– Отрезаны снегопадом? – Анника мгновенно оказалась у стола. Уперев ладони в видавшую виды столешницу, она наклонилась к Баку. – Что значит отрезаны!
– После такого бурана, какой был вчера, этот перевал становится непроходимым. – Он не спеша съел еще пару ложек каши. – Может, на несколько дней, может, на несколько месяцев. Зависит от того, когда прекратится буран. – Он пожал плечами. – Однако, если поднимется чинук, снег может растаять через несколько часов. – Он склонился над тарелкой с дымящейся кашей. – Трудно сказать.
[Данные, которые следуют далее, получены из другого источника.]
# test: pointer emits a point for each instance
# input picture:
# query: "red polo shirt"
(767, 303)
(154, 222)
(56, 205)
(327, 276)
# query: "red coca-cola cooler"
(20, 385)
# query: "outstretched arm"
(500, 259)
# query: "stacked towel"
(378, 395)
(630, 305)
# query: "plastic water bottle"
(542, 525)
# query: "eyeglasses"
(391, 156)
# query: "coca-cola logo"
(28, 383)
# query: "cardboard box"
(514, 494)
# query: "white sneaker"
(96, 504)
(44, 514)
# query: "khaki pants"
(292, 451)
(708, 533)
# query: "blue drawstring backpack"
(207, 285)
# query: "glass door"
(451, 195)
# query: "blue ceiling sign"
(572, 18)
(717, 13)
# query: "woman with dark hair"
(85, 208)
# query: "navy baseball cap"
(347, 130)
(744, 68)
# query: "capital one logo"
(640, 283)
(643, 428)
Не в силах смотреть на него, не желая, чтобы этот ужасный человек увидел слезы, наполнившие ее глаза, Анника отвернулась. Ветер все еще сотрясал северную стену хижины. Снег с шипением заползал во все возможные щели. Анника подошла к окну. Стекло замерзло. Ставни почти не пропускали солнечного света, и из-за этого хижина казалась унылым и каким-то нереальным местом, где царствовали лишь отблески пламени, слабый свет лампы и скользящие тени. Испытывая глубокую подавленность, Анника обхватила себя руками и прошептала:
– Что же мне делать?
– Поешьте каши.
Она резко обернулась. Если бы не Бак Скотт с его тупостью, ей не пришлось бы сейчас терпеть его присутствие, не пришлось бы быть пленницей в этом жалком подобии дома. Не похоже было, чтобы он смеялся над ней, но тем не менее она шагнула к нему с таким видом, будто готова была убить собственными руками.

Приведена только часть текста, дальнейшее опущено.